What does hygiene mean in hospitals?

Hygiene in hospitals Villeroy & Boch

What is hospital hygiene?

The importance of hygiene in hospitals is often underestimated. Measures for protecting health are particularly important in places where infectious and yet particularly vulnerable people come together and are cared for. Stringent hygiene can prevent infections being transmitted to patients or hospital staff. And this is not a new development in the coronavirus age – multi-resistant hospital bugs such as MRSAs are also highly dangerous for health. According to the Germany government, 400,000 to 600,000 people a year contract hospital infections. A report by the Göttingen Aqua-Institute even estimates that just under one million people are infected by hospital bugs each year.

    Hospital hygiene encompasses three important areas:

    • Research: Understanding how germs are transmitted in hospitals allows more effective prevention.
    • Prevention: Preventing infection is perhaps the most important focus of hospital hygiene.
    • Combating: Any transmission of infection must be tackled and its spread stopped.

    Hygiene in hospitals: Regulations and rules

    Medical research, modern disinfectants and targeted measures have brought about great advances in hospital hygiene. General hygiene rules for hospitals now include:

    • Operational requirements: Sufficient hand sanitising points must be provided in every hospital. Treatment rooms should be designed to allow them to be kept clean and disinfected.
    • Hygiene committee: This committee consists of representatives from different hospital departments who work together on a comprehensive hygiene plan which considers specific features of the medical facility.
    • Hygiene plan: The hygiene plan must be communicated to all employees and updated regularly. Hospitals can also specify requirements for personal hygiene. For example, nursing staff and doctors may be required to tie their hair back or to keep their fingernails short. Recommendations for personal hygiene outside work are also possible, such as daily showering.
    • Hygiene experts: A specially trained hygiene expert checks compliance with hygiene rules and makes any required optimisations to the hygiene plans.
    • Training: Hygiene research is continuously revealing new findings with potential implications for hospital environments. It is therefore important that hospital and nursing staff receive regular training on hygiene issues.

    You might be wondering: How can I tell whether a hospital is complying with hygiene regulations? Given the complexity of hygiene rules, this question is actually not easy to answer and it is impossible for anyone from outside to tell at a glance whether everyone in the hospital is complying. However, there are some signs to look out for. One important clue is correct hand hygiene.

    Doctors and nursing staff should sanitise their hands before each treatment and before moving on to the next patient. If hand hygiene procedures are not followed correctly, this could be a sign that other hygiene rules are not always adhered to. If this occurs repeatedly, you can politely ask the staff about hygiene.

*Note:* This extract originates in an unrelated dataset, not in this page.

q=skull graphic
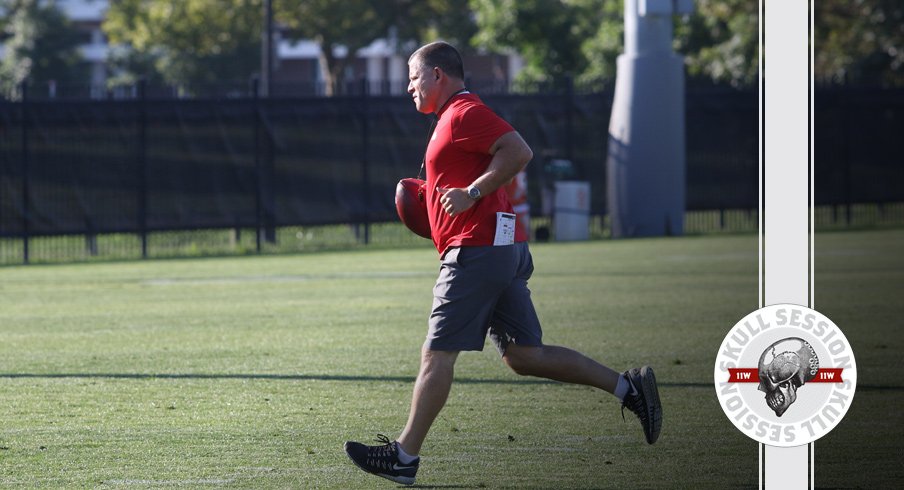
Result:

    Hygiene measures in operating theatres

    Operating theatres are used for procedures with a particularly high risk of infection. Injections, catheters or wounds can easily allow germs to penetrate the body. So as well as general rules for hospital hygiene, other regulations apply, for example:

    • Wear low-germ surgical clothing
    • Remove jewellery from your hands and wrists
    • Sanitise your hands
    • Wear a protective mask

    Protective clothing for operating theatres is designed to prevent infection and protect the patient during the procedure. The following surgical clothing can therefore be useful for hygiene:

    • Impermeable surgical gown
    • Special theatre shoes
    • Sterile gloves
    • Hair protection
    • Safety glasses or full face shield

    Hygiene rules for hospital visitors

    Hospital visitors also have a role to play in ensuring good hygiene in hospitals. Observe the following rules where possible:

    • Hand hygiene: Pay attention to hand hygiene when entering and leaving the hospital. During your visit to the hospital, sanitise or wash your hands if you come into contact with any objects that could potentially transmit germs – such as door handles. Make sure you wash your hands for at least 20 seconds and don’t forget the spaces between your fingers when sanitising.
    • Don’t touch anything: Leave the handling of hospital equipment, in particular catheters, tubes and other utensils, to medical staff. Avoid touching anything you do not absolutely need to.
    • Keep your distance: Observe a distance of at least one and a half metres to patients, staff and other visitors. Even if this is difficult, in the interests of hygiene, avoid physical contact such as hugging. This is the best way to protect yourself and your loved ones.
    • Don’t visit if you have an infection: Are you coughing, sniffing, have a sore throat? Don’t visit a hospital if you have a cold or infection. This will avoid any risk of bringing in germs which could be passed on to patients or staff.

    Hygiene promotion programme

    The German government has also committed to further improving hospital hygiene and preventing transmission of infections. This commitment is reflected in the hygiene promotion programme. Various measures have been introduced to support hospitals – including a specially trained hygiene expert and a range of training activities for staff. One key focus is correct use of antibiotics to avoid the development of multi-resistant germs in hospitals.